Ia menjelaskan, Pangkalan Udara Soewondo dan Bandar Udara Sultan Iskandar Muda difungsikan sebagai pusat distribusi logistik. Dari kedua titik ini, puluhan ton bantuan disalurkan setiap hari ke bandara-bandara di wilayah terdampak.
Salah satu tantangan terbesar, menurut Yoga, adalah pengaktifan Bandara Bener Meriah yang awalnya tidak memiliki personel TNI AU. Proses pengaktifan dilakukan bertahap, dimulai dengan pengiriman helikopter untuk asesmen kondisi bandara dan pembukaan komunikasi dasar.
“Kita punya prosedur dalam mengaktifkan bandara. Pertama kita akses dulu kondisinya, kita kirim helikopter. Ternyata bandara bisa aktif, meski komunikasi belum berjalan,” jelasnya.
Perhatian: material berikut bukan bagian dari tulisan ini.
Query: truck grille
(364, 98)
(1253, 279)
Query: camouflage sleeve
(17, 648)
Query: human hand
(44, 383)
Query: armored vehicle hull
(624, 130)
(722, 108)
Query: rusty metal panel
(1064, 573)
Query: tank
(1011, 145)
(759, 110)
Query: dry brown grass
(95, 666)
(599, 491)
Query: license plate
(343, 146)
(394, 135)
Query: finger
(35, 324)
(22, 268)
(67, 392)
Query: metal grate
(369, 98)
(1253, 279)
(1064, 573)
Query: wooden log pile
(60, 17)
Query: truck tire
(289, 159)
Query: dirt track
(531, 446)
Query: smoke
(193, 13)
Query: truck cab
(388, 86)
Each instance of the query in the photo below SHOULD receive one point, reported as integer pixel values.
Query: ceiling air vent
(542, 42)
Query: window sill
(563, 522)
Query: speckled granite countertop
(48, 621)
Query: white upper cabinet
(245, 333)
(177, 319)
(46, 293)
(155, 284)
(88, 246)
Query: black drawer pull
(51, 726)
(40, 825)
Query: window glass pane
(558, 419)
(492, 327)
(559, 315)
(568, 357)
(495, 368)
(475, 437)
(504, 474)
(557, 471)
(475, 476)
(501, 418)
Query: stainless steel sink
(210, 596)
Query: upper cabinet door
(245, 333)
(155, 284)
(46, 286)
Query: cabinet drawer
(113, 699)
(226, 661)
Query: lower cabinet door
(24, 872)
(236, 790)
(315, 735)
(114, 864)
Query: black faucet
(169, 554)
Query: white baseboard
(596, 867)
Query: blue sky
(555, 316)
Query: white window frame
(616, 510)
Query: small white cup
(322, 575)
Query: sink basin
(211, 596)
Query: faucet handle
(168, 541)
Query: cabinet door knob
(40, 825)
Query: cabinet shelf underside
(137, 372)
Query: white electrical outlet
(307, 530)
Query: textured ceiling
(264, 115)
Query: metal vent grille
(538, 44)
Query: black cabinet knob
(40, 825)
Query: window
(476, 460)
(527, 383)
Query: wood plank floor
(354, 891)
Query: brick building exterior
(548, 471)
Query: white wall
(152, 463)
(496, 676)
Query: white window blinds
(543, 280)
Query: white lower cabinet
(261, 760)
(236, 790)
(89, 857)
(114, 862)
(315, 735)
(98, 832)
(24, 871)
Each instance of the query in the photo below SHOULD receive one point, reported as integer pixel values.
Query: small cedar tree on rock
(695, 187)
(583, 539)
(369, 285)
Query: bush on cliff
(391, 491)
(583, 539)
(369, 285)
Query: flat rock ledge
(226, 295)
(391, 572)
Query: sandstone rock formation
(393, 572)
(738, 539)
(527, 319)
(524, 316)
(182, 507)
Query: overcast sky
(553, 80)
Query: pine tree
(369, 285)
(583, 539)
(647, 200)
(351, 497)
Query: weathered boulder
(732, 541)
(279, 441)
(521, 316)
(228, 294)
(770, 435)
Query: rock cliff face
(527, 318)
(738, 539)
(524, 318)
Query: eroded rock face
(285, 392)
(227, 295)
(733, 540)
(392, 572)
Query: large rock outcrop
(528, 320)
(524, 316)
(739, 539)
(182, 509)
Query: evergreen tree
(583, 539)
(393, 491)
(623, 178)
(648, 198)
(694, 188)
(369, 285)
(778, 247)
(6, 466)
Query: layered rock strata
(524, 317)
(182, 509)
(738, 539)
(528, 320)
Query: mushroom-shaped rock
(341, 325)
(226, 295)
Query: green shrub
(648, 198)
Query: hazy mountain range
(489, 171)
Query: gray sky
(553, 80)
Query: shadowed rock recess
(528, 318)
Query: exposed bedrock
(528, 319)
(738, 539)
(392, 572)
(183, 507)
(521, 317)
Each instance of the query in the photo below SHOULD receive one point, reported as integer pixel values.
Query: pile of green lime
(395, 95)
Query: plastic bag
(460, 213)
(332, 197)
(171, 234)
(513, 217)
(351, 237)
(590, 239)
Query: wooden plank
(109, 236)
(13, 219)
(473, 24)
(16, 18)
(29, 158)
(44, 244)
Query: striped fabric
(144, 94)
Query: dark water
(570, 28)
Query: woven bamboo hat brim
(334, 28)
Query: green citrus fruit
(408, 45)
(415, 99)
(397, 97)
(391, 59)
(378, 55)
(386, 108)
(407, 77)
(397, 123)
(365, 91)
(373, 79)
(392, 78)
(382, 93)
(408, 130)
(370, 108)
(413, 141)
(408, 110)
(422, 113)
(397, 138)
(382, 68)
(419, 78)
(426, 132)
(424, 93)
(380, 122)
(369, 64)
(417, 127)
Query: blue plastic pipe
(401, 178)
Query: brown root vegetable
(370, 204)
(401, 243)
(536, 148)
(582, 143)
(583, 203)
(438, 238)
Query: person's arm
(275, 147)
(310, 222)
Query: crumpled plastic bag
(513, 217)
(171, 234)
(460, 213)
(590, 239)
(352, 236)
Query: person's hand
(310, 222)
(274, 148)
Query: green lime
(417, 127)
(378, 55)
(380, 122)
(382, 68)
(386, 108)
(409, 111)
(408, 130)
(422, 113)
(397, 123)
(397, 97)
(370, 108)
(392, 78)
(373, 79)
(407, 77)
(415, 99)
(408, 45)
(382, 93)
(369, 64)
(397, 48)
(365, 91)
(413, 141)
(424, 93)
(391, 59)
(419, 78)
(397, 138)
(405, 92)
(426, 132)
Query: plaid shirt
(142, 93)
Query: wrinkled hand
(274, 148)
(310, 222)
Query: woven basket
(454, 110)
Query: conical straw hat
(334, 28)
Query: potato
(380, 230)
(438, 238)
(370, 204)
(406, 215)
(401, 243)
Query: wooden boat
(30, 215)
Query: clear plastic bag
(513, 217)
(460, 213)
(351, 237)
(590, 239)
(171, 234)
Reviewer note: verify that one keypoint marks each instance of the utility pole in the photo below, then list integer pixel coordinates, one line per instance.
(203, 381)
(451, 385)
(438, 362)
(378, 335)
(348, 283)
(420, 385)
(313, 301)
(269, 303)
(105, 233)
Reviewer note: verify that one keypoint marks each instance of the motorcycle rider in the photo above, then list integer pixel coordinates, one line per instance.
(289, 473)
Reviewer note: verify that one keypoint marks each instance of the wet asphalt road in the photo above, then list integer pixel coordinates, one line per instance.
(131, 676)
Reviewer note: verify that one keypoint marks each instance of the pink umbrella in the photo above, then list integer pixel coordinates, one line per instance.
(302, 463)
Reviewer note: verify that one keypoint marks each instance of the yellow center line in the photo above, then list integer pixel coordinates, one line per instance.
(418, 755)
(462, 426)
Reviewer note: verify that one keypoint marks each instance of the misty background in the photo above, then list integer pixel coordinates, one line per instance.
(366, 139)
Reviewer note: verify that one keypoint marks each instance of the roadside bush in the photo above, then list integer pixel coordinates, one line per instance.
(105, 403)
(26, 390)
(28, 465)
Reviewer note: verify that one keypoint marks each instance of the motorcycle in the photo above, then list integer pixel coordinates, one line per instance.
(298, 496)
Kebutuhan dasar bandara seperti listrik, jaringan internet, dan bahan bakar pesawat kemudian dipenuhi secara bertahap agar bandara dapat menerima pesawat militer maupun sipil untuk mendukung distribusi bantuan.
Yoga menegaskan TNI AU akan selalu berupaya hadir secepat mungkin dalam setiap penanganan bencana. Ia juga mengimbau masyarakat agar tidak ragu meminta bantuan.
“Jangan ragu-ragu untuk meminta kehadiran kami. Karena tugas kami adalah membantu masyarakat,” ujarnya.